We’ve isolated the 8 most common mistakes that people make in pre-production to help you get the most out of the planning period, and avoid costly (and time-consuming) mistakes in the long run.
1. Forgetting expensive details when creating the budget.
Often people rush through the budgeting process, and forget details which can cause them to run well over budget later. If you’re making a proposal to your boss, team, or a client, you have to be meticulous with budgeting for exactly that reason—so don’t cheat yourself by not being careful when you’re producing your own videos.
Your budget should include every piece of equipment needed, every person you’ll have to pay, every incidental (such as accommodation, travel, food), and a variety of other costs.
2. Skipping market research.
You may think you know your market backwards and forwards, but for each new substantial marketing effort it will be worth your time to gauge how your audience might respond. This can be as simple as looking to see how other videos similar to your video concept have fared with your target audience. Use analytics from your previous videos as a quick resource to check out what’s working for your target audience and what isn’t. Two hours of research can make the difference between a video that wins or one that bombs.
3. Going in without a paddle.
First-timers often think that ad-lib videos, especially with company staff, are more likely to feel spontaneous and real. This can be true, but you should always have a backup script or, at the very least, a set of bullet-pointed topics to cover in case your subject loses his or her nerve in front of the camera.
4. Not building a storyboard.
A storyboard is a document, either on paper or created with specialized software, that lays out very clearly all the shots you’ll need for your video, and all the transitions in between. Having a storyboard helps you get everything you need during the production process, saving you from having to schedule reshoots to capture things you missed. It also tells the editor precisely what’s required during post-production, helping the process run as efficiently as possible.
5. Expecting to arrange production equipment/resources at the last minute.
I can’t count the number of times someone on one of my production teams assumed they could borrow a piece of equipment, only to find out the night before that the owner was out of town/using it already/had broken it. This, of course, leads to delays and expensive last-minute rentals. To be on the safe side, arrange lending and rentals of your equipment and space well ahead of time.
6. Not setting clear project objectives.
From the outset, you should know exactly what your video is trying to do or say. “Make a really cool video about our product” isn’t specific enough, and when you’re explaining the video’s goals to the production team, they’re not going to be able to easily decide how to make it happen. Instead, have a specific video objective such as “Demonstrate the newest feature of our mobile app by showing it in action and providing two customer testimonials.”
7. Having a loose production schedule.
A common mistake, particularly in busy teams, is to have a “do it when we get to it” mentality about producing video content. Sometimes this works, depending on content, but often you end up actually wasting time by not coordinating production resources effectively.

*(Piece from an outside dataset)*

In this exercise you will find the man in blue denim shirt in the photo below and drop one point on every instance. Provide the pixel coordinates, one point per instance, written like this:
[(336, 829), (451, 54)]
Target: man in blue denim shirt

To avoid this, take a few minutes to set specific deadlines for stages in the production process and make them public with the entire production team. That will help you stay accountable to those goals. In the end, this will be more timely and cost-effective than producing a video with an hour here and an hour there, because you can get everyone working together at once to get it done.
8. Skipping the all-important pre-production meeting.
The pre-production meeting is one of the first things to happen once the planning process is finished. This is where you lay out roles and expectations for everyone on the production team, discuss and agree on the production schedule and determine deadlines, give out a contact sheet and production schedule to everyone involved, and answer questions. Skipping this will almost certainly lead to some kind of confusion down the line, so don’t leave it out.